Search code examples
escapingnestedantlrbnf

How to write the Tcl nested string rule in ANTLR?


A Tcl nested String can be something like this:

{abc {xyz foo {hello world}}}

The braces above are used to enclose the content of string, they are not part of the string(Similar to double quotes).
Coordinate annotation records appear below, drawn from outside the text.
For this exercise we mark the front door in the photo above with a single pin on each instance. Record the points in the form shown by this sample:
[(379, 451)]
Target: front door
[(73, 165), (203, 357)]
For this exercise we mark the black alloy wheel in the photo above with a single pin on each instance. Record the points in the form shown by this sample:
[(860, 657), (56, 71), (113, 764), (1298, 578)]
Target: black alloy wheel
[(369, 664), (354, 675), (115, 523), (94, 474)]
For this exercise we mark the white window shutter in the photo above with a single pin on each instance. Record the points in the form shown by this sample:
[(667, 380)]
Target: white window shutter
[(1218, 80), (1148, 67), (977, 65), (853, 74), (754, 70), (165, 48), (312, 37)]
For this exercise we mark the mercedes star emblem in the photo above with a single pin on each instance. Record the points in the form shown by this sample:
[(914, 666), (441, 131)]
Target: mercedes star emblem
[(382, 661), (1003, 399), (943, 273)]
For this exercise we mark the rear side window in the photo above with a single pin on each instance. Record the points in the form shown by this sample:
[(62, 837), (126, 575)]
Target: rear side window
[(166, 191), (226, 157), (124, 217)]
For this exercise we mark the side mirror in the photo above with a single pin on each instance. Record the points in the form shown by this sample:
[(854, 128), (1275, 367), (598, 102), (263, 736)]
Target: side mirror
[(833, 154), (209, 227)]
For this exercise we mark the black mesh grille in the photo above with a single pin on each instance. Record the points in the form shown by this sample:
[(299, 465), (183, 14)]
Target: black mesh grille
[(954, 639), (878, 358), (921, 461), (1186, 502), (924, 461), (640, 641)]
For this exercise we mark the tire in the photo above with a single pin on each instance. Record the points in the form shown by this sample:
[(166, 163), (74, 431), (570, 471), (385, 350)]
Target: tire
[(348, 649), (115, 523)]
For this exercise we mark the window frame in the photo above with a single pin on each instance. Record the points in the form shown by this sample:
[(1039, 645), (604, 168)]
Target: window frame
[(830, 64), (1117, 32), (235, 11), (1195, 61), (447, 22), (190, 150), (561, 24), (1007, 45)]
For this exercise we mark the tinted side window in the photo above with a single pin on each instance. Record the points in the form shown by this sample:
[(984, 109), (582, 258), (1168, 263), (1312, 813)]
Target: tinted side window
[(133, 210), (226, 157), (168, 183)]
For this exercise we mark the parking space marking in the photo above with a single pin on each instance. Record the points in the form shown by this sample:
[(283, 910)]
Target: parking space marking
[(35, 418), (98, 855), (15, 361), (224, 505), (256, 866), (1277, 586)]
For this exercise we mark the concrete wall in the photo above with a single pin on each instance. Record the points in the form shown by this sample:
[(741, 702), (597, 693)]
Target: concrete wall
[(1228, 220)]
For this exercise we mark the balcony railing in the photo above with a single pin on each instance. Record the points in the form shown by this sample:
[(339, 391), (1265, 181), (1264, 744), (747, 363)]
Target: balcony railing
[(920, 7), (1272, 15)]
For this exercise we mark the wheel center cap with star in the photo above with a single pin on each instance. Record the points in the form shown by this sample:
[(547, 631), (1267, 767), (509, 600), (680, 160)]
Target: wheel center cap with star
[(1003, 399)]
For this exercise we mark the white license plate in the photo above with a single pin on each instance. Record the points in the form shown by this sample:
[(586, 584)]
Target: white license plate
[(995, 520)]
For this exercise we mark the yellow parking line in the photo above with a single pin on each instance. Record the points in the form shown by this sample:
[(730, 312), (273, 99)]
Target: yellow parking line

And they can be escaped using "\{" and "\}" to change string "foo" to "foo{}":

{abc {xyz foo\{\} {hello world}}}

I have a working lexical rule for the one without the brace escaping:

NestedBraces
  :  '{' ( ~('{'|'}') | NestedBraces)* '}'
  ;

I am trying to find a way to add the escaping part while keeping the nested syntax, and haven't succeeded so far.


Solution

  • Try this:

    NestedBraces
     : '{' (~('{' | '}' | '\\') | '\\' ('{' | '}') | NestedBraces)* '}'
     ;
    

    In the inner loop, you match:

    ~('{' | '}' | '\\')   // anything other than a '{', '}' and '\'
    |                     // OR
    '\\' ('{' | '}')      // an escaped '{' or '}' 
    |                     // OR
    NestedBraces          // recursive call: '{' ... '}'
    

    And if you want to strip the un-escaped braces from the tokens in one go, do something like this:

    NestedBraces
     : Helper {setText($text.replaceAll("\\\\(.)|[{}]", "$1"));}
     ;
    
    fragment Helper
     : '{' (~('{' | '}' | '\\') | '\\' ('{' | '}') | Helper)* '}'
     ;
    

    which will create a token with inner text "abc xyz foo{ hello world" for the input "{abc {xyz foo\{ {hello world}}}". Note that you need a helper rule: you can't do the replacement and also the recursive call in one rule.